Shortly after arriving on campus in September, I wrote a letter to about 80 American universities asking that they send me their football and basketball brochures. Intercollegiate sport is a much bigger business in American schools than in Canadian schools and many responded. I had an idea that was going to put me on the "up and comers" map.
After the school year was over, my father, the telephone company engineer, secured a great job for me in the computer department. Little did he know. I quit the job after about three weeks and I had saved every cent. It was a Friday evening when I told my father I had quit. He was livid. His encouragement to me that night was, “If this is the kind of decision you are going to make with your life, I’m through. I will not pay for any more of your education. You are on your own.” That summer I sold advertisement space in the sports brochure I had planned for the university and did the same for two more years.

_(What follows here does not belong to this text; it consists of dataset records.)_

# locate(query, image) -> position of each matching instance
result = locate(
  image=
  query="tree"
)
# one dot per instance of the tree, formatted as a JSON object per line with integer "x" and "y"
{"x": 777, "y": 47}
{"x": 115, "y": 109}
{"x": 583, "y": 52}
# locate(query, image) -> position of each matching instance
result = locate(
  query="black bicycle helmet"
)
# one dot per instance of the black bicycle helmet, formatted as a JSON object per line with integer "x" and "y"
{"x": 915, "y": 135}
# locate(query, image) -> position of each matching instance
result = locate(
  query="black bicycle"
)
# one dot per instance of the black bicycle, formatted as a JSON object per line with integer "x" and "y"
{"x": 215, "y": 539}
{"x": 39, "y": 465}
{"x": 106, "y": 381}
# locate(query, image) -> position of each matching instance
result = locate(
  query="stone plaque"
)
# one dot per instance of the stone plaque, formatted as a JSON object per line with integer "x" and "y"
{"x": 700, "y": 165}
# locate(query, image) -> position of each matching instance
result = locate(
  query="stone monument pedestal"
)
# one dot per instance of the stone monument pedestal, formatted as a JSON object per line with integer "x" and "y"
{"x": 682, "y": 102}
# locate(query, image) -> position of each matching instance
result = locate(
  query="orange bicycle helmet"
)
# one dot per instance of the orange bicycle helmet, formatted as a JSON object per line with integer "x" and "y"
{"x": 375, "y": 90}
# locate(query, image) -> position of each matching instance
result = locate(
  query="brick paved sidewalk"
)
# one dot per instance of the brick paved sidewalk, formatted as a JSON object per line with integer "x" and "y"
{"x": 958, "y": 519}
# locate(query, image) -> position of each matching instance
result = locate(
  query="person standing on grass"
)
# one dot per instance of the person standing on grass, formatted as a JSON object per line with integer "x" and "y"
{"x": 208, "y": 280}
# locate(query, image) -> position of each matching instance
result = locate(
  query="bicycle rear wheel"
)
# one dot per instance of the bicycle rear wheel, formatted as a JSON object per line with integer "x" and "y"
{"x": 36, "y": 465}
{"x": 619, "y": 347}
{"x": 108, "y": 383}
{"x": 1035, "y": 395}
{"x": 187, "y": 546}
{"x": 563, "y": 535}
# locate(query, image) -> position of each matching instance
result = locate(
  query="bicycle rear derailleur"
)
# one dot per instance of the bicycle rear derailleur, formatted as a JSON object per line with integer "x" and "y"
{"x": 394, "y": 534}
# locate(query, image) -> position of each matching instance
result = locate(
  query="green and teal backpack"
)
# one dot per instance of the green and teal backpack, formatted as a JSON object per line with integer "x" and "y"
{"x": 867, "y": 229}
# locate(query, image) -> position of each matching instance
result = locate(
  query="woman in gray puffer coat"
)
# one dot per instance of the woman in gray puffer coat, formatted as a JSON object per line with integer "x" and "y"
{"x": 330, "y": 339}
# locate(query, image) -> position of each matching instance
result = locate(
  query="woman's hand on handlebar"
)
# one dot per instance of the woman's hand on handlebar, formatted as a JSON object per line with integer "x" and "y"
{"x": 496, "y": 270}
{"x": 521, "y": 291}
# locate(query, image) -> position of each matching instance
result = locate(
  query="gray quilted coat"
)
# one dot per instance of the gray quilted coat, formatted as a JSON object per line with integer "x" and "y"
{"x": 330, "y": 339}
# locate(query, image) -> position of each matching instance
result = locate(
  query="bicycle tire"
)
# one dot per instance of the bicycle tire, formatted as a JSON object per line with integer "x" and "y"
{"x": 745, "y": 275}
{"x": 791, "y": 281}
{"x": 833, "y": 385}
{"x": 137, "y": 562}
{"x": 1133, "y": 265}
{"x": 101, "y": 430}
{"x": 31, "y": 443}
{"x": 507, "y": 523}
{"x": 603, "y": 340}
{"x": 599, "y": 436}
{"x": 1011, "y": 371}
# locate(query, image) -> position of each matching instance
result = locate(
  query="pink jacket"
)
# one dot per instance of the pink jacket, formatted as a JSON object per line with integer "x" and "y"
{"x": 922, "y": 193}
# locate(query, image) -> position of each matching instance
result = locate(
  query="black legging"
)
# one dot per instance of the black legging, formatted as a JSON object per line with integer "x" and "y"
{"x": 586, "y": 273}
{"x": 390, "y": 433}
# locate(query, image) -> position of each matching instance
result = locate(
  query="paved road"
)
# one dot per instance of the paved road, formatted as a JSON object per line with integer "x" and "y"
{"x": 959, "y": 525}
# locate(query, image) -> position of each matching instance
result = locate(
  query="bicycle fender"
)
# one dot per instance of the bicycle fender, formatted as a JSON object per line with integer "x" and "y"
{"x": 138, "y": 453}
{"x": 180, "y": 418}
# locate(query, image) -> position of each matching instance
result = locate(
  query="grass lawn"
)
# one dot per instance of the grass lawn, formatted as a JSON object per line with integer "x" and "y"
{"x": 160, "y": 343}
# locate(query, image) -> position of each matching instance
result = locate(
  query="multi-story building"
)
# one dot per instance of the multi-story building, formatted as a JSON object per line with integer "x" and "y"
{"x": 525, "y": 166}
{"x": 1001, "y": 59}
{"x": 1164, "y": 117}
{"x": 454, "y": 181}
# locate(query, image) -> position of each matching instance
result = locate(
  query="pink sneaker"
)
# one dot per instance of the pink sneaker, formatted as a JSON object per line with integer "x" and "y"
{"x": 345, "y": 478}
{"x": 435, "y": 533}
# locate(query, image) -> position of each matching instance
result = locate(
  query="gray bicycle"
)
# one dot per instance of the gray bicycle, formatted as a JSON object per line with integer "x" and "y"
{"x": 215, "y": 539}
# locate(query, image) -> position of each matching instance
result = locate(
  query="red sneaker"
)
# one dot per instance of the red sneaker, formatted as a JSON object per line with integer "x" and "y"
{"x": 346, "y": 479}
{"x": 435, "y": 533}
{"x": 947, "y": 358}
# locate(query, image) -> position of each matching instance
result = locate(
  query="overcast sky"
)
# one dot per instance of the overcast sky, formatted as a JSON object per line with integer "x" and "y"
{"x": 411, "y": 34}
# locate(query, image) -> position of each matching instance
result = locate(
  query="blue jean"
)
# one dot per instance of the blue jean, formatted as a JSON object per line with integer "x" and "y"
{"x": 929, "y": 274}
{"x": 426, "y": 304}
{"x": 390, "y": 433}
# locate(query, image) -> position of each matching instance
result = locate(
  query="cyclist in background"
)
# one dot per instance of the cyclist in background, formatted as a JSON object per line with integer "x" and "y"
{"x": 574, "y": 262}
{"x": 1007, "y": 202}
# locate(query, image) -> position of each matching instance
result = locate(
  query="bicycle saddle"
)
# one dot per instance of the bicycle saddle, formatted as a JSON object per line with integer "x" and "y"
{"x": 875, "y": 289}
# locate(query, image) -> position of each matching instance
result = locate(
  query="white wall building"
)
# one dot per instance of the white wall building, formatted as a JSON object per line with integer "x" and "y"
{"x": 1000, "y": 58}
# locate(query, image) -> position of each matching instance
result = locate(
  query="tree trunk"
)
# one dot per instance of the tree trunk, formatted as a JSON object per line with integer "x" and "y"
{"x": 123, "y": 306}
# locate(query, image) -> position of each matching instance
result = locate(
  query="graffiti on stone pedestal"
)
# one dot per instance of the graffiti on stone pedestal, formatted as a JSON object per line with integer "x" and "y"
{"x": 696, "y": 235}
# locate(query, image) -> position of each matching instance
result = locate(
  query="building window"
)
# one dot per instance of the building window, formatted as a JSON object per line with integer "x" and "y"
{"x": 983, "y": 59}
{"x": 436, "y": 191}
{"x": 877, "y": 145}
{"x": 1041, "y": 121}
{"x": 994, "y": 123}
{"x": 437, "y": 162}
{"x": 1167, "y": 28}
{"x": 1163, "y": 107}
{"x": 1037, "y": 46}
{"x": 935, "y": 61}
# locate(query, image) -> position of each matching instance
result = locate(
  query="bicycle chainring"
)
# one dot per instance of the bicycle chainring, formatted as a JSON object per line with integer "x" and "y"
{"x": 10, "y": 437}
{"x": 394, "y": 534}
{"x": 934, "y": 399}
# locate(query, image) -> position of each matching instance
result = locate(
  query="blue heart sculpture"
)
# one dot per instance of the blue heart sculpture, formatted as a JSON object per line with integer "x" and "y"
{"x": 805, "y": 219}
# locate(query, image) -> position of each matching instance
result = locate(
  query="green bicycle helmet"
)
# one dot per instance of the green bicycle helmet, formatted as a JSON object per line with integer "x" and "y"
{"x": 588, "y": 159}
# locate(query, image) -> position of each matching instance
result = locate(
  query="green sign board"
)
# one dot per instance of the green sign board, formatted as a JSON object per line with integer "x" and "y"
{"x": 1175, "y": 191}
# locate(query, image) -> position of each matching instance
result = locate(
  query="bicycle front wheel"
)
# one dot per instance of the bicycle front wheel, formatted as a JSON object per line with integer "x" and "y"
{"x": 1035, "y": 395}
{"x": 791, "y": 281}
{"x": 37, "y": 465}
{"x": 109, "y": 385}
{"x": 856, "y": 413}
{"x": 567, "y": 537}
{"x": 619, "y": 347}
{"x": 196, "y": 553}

I essentially paid for the rest of my education
myself. It represented one of the great achievements of my life and garnered attention as people started to say things to me, including the university president, Dr. Beveridge, who knew me by name. I would cash in on this later.
Furthermore, my father unknowingly taught me a great lesson. If you seek to do something truly unique and to separate yourself from others, do not allow yourself a Plan B. Make a plan, pursue it with conviction, and either fly or drown. You must be willing to live with either outcome. As a student who produced a first in the university’s 140-year history, I flew. I still have copies of the brochures from each year. Highly extroverted behavior, right?
After two years at Acadia, I took a year off of school to contemplate life. It was time to leave Nova Scotia and head to bigger pastures. I landed a spot at The University of Western Ontario in London, about two hours from Toronto, Canada’s financial center. Upon graduation, despite not having a business degree and despite the fact that no major investment bank was recruiting in the Social Sciences department (I majored in Economics and minored in History), five of the nine Canadian-based international investment firms offered me an interview. The sports brochure was front and center as a topic of conversation. They all had the same question. How? So, brimming with confidence, I told them. Three scheduled a second meeting with me for testing and all three subsequently offered me a job.
I had secured a highly coveted brass ring and adult life was about to begin as a trainee at the Toronto-based international investment bank, Midland Doherty.